Work in a sincere way as its all your work, eventually it will all come together, you have your own way of discovering, work more rather than stay at home and think.’ I shoot a lot, then I leave it aside’. Think afterwards, edit and reflect. There is no one right answer, multiple solutions out of a body of work.
I have also looked at more of her work online (Brotherus, 2014). The series discussed above – 12 Ans Après (1999/ 2011 – 2013) shows a combination of her earliest work and the later images taken at the same place. As noted, there are a combination of landscapes and portraits. Interestingly she has mixed portrait and landscape formats for both types of images. All are colour. Most are melancholy. In several the emotions are overflowing. Some, but not all, of the images include the post-it notes, scattered all over the pictures. Unfortunately, I cannot read French – as I think they add another dimension to the work. One of my favourite images from the series is a very simple view of water and sky – La Saône 3.
The series Carpe Fucking Diem is a recent series in which she attempts to move beyond her perceived failure (not having children) looking at ‘the surprising and surreal undertones of the everyday life, not totally deprived of humour, because even an unhappy end is not The End’ (Brotherus, 2014b).

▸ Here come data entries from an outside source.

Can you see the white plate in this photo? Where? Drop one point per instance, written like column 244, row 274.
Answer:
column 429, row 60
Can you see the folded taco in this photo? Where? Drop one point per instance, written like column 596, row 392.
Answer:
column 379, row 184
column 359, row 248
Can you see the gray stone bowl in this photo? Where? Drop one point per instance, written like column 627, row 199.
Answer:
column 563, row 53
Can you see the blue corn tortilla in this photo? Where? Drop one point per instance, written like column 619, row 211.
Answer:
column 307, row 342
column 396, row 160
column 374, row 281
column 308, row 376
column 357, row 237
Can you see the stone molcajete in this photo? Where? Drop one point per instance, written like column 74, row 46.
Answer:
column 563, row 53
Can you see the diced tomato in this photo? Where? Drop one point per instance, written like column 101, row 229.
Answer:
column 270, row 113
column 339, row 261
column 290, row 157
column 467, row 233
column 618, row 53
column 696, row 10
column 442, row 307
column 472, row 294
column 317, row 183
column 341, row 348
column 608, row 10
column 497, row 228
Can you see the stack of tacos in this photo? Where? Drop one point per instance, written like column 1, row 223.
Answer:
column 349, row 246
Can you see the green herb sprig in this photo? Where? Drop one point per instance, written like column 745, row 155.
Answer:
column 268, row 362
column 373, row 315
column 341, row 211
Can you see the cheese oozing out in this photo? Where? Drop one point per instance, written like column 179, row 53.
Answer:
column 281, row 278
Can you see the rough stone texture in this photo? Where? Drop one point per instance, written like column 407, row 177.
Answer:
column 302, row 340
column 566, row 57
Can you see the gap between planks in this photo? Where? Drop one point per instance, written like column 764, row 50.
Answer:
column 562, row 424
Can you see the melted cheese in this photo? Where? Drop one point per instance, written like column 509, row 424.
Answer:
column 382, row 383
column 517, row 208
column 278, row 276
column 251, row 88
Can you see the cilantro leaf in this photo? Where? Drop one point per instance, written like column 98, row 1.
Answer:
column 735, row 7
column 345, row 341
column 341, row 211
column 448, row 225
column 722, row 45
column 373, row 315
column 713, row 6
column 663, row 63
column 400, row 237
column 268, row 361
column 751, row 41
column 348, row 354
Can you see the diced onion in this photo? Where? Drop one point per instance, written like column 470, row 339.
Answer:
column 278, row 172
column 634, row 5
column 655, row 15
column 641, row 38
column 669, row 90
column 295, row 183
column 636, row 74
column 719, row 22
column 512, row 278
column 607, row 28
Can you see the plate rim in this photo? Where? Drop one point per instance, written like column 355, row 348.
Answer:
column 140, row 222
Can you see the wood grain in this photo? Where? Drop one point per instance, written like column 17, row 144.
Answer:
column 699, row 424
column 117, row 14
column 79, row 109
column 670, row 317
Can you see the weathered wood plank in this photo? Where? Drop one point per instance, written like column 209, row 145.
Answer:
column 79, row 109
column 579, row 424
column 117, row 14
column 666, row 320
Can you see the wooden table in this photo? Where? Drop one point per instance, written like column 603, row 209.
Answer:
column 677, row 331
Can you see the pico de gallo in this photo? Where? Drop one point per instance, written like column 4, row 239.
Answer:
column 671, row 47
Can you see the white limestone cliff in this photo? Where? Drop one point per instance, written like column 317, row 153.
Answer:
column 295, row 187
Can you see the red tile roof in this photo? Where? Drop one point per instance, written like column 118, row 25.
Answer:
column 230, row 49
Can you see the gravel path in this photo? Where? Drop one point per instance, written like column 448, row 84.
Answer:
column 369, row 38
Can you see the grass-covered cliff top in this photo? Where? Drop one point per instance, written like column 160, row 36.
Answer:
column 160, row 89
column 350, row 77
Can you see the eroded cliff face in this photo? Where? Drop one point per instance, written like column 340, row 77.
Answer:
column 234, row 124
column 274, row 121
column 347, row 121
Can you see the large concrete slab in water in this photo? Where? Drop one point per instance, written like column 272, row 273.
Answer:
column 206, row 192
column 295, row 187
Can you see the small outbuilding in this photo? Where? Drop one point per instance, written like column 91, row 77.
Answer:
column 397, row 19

While this series is not so overtly autobiographical as some of her other work it still is clearly based on her life and her feelings. Some of it was actually shot at the same time as the work for The Annonciation and the two series can /should be looked at in parallel.
I find Brotherus’s work fascinating. When I looked at it previously, I actually found it somewhat disturbing and hard to view. My feelings have changed over the last year and I now find it both sad and surprisingly beautiful. The combination of clear autobiography, both sad and funny, (at times uproariously so) with images of small details, a bowl of potatoes, a worm on the street, give an insight into the life of someone I wish I could meet.